Seguindo essa linha de raciocínio, René Magritte caracterizou tal pensamento
com sua obra revolucionária, "Ceci n’est pas une pipe" (Isto não é um cachimbo),
com a ideia de representar o real e mesmo assim não ser aquela a própria
realidade.
Ainda de acordo com o pensador, a poesia se difere dos demais tipos de
produção por tratar do universal. A história, por sua vez, refere-se ao particular,
haja vista que os historiadores podem somente retratá-la como ela, de fato,
aconteceu, enquanto os poetas a representam como ela poderia ter sido. Dessa
forma, tendo em vista o pensamento de Danziger e Johnson (1974), a temática
da literatura é voltada para as mais diversas e particulares vivências dos seres
humanos, podendo essas serem representadas de maneira fiel ou idealizadas.

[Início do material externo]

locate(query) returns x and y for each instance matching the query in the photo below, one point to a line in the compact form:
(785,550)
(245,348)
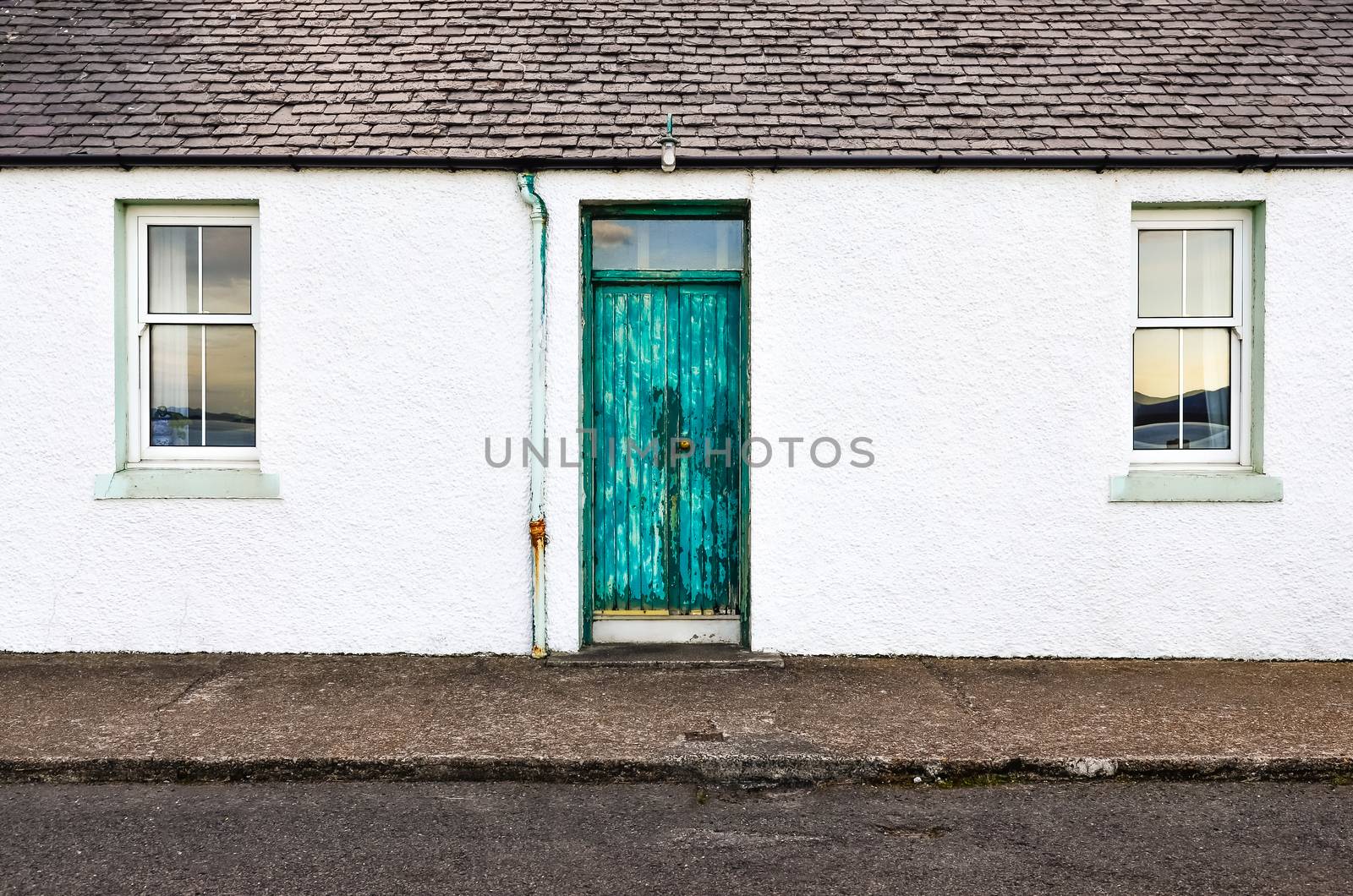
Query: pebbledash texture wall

Para o autor, a capacidade da representação é algo fundamental e inato


aos seres humanos já que segundo ele, “imitar é natural ao homem desde a
infância” (ARISTÓTELES,1987, p. 21). Com isso, o autor acredita que a
reprodução do outro é a principal forma de aprendizado da humanidade, tendo
em vista que o ser humano, segundo sua visão, é o mais mimético de todos os
seres, por isso aprendem e sentem prazer ao ver representações. Assim, ao
assistir a um filme, por exemplo, o indivíduo não está apenas se divertindo com
imitações de imitações, mas aprendendo sobre a natureza das ações humanas

Por fim, a arte é uma representação da realidade, e a literatura, como


manifestação artística, se utiliza da palavra como forma de expressão. Destarte,
o texto poético é fundamental para o aprendizado, tendo importância não só
estética, mas também política e moral em virtude da sua capacidade de
fotografar a trajetória de uma nação, podendo ser considerado, logo, um produto
cultural.

Referências bibliográficas
ARISTÓTELES. Poética. Tradução Eudoro de Sousa. 2. ed. Imprensa Nacional
– Casa da Moeda. 1990. Série Universitária. Clássicos de Filosofia.

DANZIGER, Marlies K. e JOHNSON, W. Stacy. Introdução ao Estudo Crítico


da Literatura, São Paulo, Cultrix, 1974.